En hiver, ces réseaux étaient plus denses : davantage de liens, et davantage d’espèces impliquées. La saison froide ne ressemblait pas à un arrêt de l’activité microbienne.

Au contraire, elle évoquait la période où « tout le monde » semble le plus occupé à composer avec « tout le monde ».

Des règles différentes sous terre

Tous les groupes microbiens ne répondaient pas aux mêmes mécanismes. En analysant la manière dont chaque communauté se constitue, les chercheurs ont mis en évidence des explications distinctes.

Dans certains cas, les conditions environnementales paraissaient sélectionner les espèces présentes ; dans d’autres, le hasard semblait dominer.

Les bactéries et les protistes présentaient un schéma largement aléatoire. Leurs assemblages donnaient l’impression d’être surtout dictés par les microbes qui dérivaient, au gré des mouvements, vers une parcelle de vase donnée.

Les champignons, eux, obéissaient à des règles plus strictes, avec une influence plus forte des caractéristiques du sol dans le tri des espèces.

Cette différence s’explique vraisemblablement par la taille et la mobilité : les petites cellules se déplacent facilement avec les courants et les marées, tandis que les filaments fongiques restent davantage en place et réagissent surtout à l’environnement immédiat.

Des recherches précédentes sur les bactéries des zones humides côtières avaient déjà décrit un schéma comparable.

Restaurer les marais a tout changé

La végétation en surface a, elle aussi, laissé une empreinte nette sur le monde souterrain.

Les parcelles envahies par Spartina se distinguaient fortement des parcelles natives. Les communautés bactériennes et fongiques y étaient profondément modifiées, ce qui concorde avec des études antérieures montrant que cette graminée reconfigure la chimie des sols.

La restauration via la laîche native semblait, elle, réorienter le sol vers un état plus proche de celui d’un marais naturel.

La plantation de Kandelia obovata a produit un effet plus nuancé : la diversité bactérienne augmentait, tandis que les protistes reculaient, probablement parce que l’installation de jeunes palétuviers perturbe la couche superficielle du sol.

Toutes les strates du vivant ne se rétablissent pas au même rythme : c’était un gain pour les plantes et les bactéries, mais pouvant s’accompagner d’un coût à court terme pour d’autres composantes de la communauté du sol.

Portée plus large de l’étude

« Nous supposons souvent que la chaleur et la croissance des plantes stimulent la richesse microbienne.
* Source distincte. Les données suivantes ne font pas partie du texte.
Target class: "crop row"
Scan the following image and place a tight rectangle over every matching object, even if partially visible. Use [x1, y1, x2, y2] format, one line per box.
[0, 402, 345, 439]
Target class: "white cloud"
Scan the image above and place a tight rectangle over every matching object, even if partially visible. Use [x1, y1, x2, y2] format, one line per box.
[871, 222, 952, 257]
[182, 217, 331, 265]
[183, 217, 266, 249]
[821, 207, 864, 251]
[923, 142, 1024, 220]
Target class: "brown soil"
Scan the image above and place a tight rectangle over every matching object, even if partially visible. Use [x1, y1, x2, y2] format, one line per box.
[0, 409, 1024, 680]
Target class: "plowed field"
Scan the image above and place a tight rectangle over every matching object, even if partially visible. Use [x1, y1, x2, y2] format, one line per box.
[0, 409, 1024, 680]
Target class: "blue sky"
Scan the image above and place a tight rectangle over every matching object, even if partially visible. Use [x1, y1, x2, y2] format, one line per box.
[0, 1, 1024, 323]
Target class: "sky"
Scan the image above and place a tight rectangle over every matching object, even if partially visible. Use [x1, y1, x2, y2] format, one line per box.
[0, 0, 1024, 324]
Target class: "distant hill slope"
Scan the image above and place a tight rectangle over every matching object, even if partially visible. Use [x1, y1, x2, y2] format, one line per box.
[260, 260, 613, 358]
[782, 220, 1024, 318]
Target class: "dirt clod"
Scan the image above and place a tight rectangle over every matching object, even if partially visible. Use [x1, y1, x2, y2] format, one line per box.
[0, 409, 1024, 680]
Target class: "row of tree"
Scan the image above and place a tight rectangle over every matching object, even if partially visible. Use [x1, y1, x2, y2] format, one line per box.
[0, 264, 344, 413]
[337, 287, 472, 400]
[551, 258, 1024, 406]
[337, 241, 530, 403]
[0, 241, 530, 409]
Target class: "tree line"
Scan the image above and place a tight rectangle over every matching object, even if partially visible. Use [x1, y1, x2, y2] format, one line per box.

Mais dans les zones humides subtropicales, c’est l’hiver – avec la matière végétale en décomposition et une salinité plus faible – qui offre un environnement plus favorable », a déclaré Wei.

Si l’hiver correspond au moment où les microbes du sol des zones humides sont à la fois les plus diversifiés et les plus interconnectés, alors les interventions de restauration qui remuent le sol pourraient avoir des effets différents selon la période de l’année.

Ces travaux plaident aussi pour un suivi simultané de plusieurs règnes. Une action bénéfique pour les bactéries peut, dans le même marais, pénaliser les protistes ; un recensement limité à un seul groupe passerait complètement à côté de ce compromis.

Avant cette étude, personne n’avait cartographié, dans une zone humide côtière subtropicale, les variations saisonnières et celles liées à la restauration en couvrant ensemble ces trois groupes. Il apparaît que, sous la vase, le fonctionnement suit son propre calendrier.